All dependencies can be installed via:
pip3 install -r requirements.txt
mkdir "Envs"
cd "Envs"
# fairseq
echo setup fairseq...
git clone https://github.com/pytorch/fairseq
cd fairseq
pip install --editable ./
# moses
echo setup moses...
git clone https://github.com/moses-smt/mosesdecoder.git
Dictionary Generate: Generate new dictionary for prepared bi-text
python3 Scripts/generate_dict.py dicts_path
Example:
# generate dict for pair data in Dictionaries/pair_dict
python3 Scripts/generate_dict.py Dictionaries/pair_dict
Sentences AA: Using bi-text Dictionary to translate a lang to another lang, , Note that the proportion is 100% in our script, you can design it in the script easily
python3 Scripts/add_AA.py src_lang tgt_lang dicts_path input_file output_file
Example:
# translate train.en_XX to train.ro_RO by Dictionaries/pair_dict
python3 Scripts/add_AA.py EN RO Dictionaries/pair_dict train.en_XX train.ro_RO
Data Split: Divide source and target corpus to train, valid and test data, Note that valid and test data are both 2k, you can design it in the script easily
python3 Scripts/split_data.py src_lang tgt_lang src_corpus tgt_corpus
Example:
# divide corpus.en and corpus.ro to train, valid and test data
# valid and test data are both 2k
python3 Scripts/split_data.py en_XX ro_RO corpus.en corpus.ro
Sentencepiece Sub-word: Prepare the Sentencepiece Sub-word for experimental data
python3 Scripts/spm.py model_path < input_file > output_file
Example:
SPM=spm.py
MODEL=mbart.cc25/sentence.bpe.model
DATA=prepare_data
TRAIN=train
VALID=valid
TEST=test
SRC=en_XX
TGT=ro_RO
python3 ${SPM} ${MODEL} < ${DATA}/${TRAIN}.${SRC} > ${DATA}/${TRAIN}.spm.${SRC}
python3 ${SPM} ${MODEL} < ${DATA}/${TRAIN}.${TGT} > ${DATA}/${TRAIN}.spm.${TGT}
python3 ${SPM} ${MODEL} < ${DATA}/${VALID}.${SRC} > ${DATA}/${VALID}.spm.${SRC}
python3 ${SPM} ${MODEL} < ${DATA}/${VALID}.${TGT} > ${DATA}/${VALID}.spm.${TGT}
python3 ${SPM} ${MODEL} < ${DATA}/${TEST}.${SRC} > ${DATA}/${TEST}.spm.${SRC}
python3 ${SPM} ${MODEL} < ${DATA}/${TEST}.${TGT} > ${DATA}/${TEST}.spm.${TGT}
To run the Python scripts and calculate the MT evaluation metrics on your machine translation output, you need to have two files:
- ref.txt : It is the human translation (target) file of your test dataset.
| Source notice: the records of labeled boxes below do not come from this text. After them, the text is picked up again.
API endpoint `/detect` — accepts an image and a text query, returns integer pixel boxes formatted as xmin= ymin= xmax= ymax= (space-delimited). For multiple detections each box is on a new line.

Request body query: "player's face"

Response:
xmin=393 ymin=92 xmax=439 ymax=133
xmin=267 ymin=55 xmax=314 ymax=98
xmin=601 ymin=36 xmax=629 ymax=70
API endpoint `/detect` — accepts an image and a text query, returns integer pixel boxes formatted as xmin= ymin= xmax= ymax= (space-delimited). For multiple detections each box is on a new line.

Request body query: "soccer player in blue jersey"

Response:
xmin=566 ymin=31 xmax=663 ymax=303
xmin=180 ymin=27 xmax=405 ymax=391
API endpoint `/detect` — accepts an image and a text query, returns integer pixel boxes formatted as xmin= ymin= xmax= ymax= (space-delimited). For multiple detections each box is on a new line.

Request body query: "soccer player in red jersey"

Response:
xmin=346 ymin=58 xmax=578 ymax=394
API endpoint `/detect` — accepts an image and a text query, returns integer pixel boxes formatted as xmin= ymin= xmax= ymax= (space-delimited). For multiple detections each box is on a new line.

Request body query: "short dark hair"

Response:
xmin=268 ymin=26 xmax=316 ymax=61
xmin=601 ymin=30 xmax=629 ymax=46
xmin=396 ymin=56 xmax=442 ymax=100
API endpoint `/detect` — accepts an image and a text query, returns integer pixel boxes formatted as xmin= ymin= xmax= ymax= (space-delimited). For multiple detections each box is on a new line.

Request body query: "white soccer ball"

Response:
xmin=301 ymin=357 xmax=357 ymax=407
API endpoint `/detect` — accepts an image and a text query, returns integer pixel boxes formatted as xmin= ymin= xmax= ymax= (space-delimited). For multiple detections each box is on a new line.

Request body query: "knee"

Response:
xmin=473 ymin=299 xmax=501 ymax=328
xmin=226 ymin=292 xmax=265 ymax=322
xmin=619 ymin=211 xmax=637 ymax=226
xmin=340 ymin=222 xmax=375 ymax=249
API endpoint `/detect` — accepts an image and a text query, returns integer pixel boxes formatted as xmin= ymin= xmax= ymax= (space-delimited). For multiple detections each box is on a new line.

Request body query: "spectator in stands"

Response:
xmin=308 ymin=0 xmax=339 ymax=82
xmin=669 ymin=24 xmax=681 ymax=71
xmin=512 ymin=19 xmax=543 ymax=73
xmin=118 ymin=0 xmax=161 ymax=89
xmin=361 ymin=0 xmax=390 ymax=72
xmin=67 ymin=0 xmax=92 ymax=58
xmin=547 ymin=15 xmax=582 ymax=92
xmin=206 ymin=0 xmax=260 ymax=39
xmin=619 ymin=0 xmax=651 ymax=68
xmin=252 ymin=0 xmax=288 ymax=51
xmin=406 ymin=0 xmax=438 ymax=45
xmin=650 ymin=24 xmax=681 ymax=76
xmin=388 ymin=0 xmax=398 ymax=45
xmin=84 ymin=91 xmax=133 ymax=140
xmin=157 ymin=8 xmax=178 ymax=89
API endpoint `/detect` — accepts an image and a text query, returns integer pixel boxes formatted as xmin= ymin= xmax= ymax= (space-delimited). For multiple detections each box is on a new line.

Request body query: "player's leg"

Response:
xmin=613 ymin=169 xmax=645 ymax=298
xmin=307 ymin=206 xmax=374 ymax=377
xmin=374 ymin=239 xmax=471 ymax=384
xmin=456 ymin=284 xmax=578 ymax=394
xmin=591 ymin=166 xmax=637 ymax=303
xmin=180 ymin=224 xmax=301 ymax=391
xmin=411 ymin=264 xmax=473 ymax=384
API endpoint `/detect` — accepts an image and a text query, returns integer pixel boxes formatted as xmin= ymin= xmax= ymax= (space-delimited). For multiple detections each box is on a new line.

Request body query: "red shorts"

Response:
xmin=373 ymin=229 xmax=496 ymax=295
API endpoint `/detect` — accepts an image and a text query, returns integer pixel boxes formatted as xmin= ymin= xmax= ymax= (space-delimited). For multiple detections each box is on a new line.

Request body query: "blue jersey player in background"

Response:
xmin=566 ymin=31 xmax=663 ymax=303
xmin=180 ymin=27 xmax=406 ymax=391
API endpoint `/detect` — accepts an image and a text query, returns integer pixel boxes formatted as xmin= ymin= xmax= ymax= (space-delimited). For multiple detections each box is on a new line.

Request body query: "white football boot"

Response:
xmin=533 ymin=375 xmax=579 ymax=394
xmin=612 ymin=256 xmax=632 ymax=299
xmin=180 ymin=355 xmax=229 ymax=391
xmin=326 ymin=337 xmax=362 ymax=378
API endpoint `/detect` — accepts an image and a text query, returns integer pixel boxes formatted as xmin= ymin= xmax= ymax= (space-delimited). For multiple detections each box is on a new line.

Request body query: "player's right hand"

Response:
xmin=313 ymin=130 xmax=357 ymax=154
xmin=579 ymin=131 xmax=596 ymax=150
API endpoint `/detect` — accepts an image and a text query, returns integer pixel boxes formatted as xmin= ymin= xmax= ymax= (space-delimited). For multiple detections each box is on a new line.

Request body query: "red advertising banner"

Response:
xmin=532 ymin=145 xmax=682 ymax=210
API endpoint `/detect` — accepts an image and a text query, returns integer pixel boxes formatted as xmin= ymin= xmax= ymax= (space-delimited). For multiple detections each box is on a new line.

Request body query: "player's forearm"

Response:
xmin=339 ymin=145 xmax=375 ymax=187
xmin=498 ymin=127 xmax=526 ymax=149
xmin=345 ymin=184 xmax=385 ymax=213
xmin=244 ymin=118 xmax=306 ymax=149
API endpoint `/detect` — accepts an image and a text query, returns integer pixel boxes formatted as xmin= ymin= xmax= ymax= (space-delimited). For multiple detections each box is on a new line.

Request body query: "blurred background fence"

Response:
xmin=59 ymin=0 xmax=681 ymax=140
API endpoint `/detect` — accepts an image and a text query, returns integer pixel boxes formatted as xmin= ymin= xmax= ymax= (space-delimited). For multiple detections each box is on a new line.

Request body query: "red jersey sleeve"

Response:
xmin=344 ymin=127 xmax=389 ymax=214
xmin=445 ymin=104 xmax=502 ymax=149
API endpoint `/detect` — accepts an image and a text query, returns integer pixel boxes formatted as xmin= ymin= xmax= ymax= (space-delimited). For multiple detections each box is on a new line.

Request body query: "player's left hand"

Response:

- hyp.txt: It is the MTed translation/prediction, generated by the machine translation model for the source of the same test dataset used for “Reference”.
Corpus BLEU: Calculates the BLEU score for the whole corpus and prints the result.
python3 MT-Evaluation/BLEU/compute-bleu.py ref.txt hyp.txt
Sentence BLEU: Calculates the BLEU score for sentence by sentence and saves the result to a file.
python3 MT-Evaluation/BLEU/compute-bleu-sentence.py ref.txt hyp.txt
Corpus TER: Calculates the TER score for the whole corpus and prints the result.
python3 MT-Evaluation/TER/compute-ter.py ref.txt hyp.txt
Sentence TER: Calculates the TER score for sentence by sentence and saves the result to a file.
python3 MT-Evaluation/TER/compute-ter-sentence.py ref.txt hyp.txt
Corpus CHRF: Calculates the CHRF score for the whole corpus and prints the result.
python3 MT-Evaluation/CHRF/compute-chrf.py ref.txt hyp.txt
Sentence CHRF: Calculates the CHRF score for sentence by sentence and saves the result to a file.
python3 MT-Evaluation/CHRF/compute-chrf-sentence.py ref.txt hyp.txt
Sentence METEOR: Note that METEOR works on the sentence level only.
python3 MT-Evaluation/METEOR/sentence-meteor.py ref.txt hyp.txt
Corpus WER: Calculates the WER score for the whole corpus and prints the result.
python3 MT-Evaluation/WER/corpus-wer.py ref.txt hyp.txt
Sentence WER: Calculate the WER score for sentence by sentence and saves the result to a file.
python3 MT-Evaluation/WER/sentence-wer.py ref.txt hyp.txt